A Government of Laws

Lee Casey and David Rivkin, in the latest of their many apologias for the Bush administration, again urge the theory of the unitary executive (Times, May 29). In this scheme of things, the Presidency is an elective dictatorship, and subordinate officers like U.S. Attorneys, once the formality of Senate confirmation is over, are removable for any reason or no reason, and Congress has no business complaining of exercises of this power. Leaving aside the deliberately sought ‘stealth’ legislation designed to relieve interim U.S. Attorneys of the requirement of Senate confirmation, and the politicization of career appointments which even Casey and Rivlin do not try to defend, there are problems with this formulation. Public officers take oaths to uphold the Constitution, not the personal oaths of Hitler’s generals. Senate confirmation, as Hamilton observed in Federalist 76 was designed to guard against officers “possessing the necessary insignificance and pliancy to render them the obsequious instruments of [the President’s] pleasure.” The unprecedented attempt to remove select U.S. Attorneys in the middle of a Presidential term to make way for apparatchiks assumed not to require Senate confirmation was objectionable because it subverts the Constitutional scheme.
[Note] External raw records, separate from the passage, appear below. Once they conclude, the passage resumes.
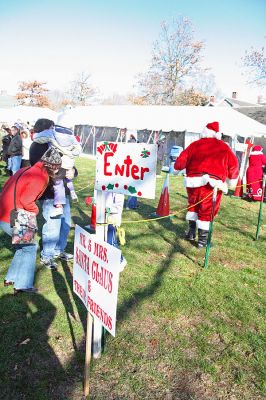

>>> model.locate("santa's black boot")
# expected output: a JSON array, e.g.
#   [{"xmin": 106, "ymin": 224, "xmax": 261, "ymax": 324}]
[
  {"xmin": 185, "ymin": 221, "xmax": 196, "ymax": 241},
  {"xmin": 198, "ymin": 229, "xmax": 209, "ymax": 249}
]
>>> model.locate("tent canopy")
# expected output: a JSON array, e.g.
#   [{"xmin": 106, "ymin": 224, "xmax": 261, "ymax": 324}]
[
  {"xmin": 0, "ymin": 106, "xmax": 58, "ymax": 124},
  {"xmin": 57, "ymin": 106, "xmax": 266, "ymax": 137}
]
Public offices, contrary to Rivlin and Casey’s assumption, are as 19th century Supreme Court Justice Joseph Story said, “not for cringing favorites or court sycophants”, like our current Attorney General, but “to give dignity, strength, purity and energy to the administration of the laws.” Congress may, as it has with the Federal Reserve Board and the F.B.I. director, provide federal officers with fixed terms. It has every right to consider similar or milder guarantees for those wielding prosecutorial powers that are in essence now unlimited. We do not want prosecutors who are laws unto themselves, but still less do we want one man rule and the impairment of freedom from fear. Previous administrations have dealt with U.S. Attorneys at arm’s length. This one has not, and its actions threaten to replace constitutional with personal government.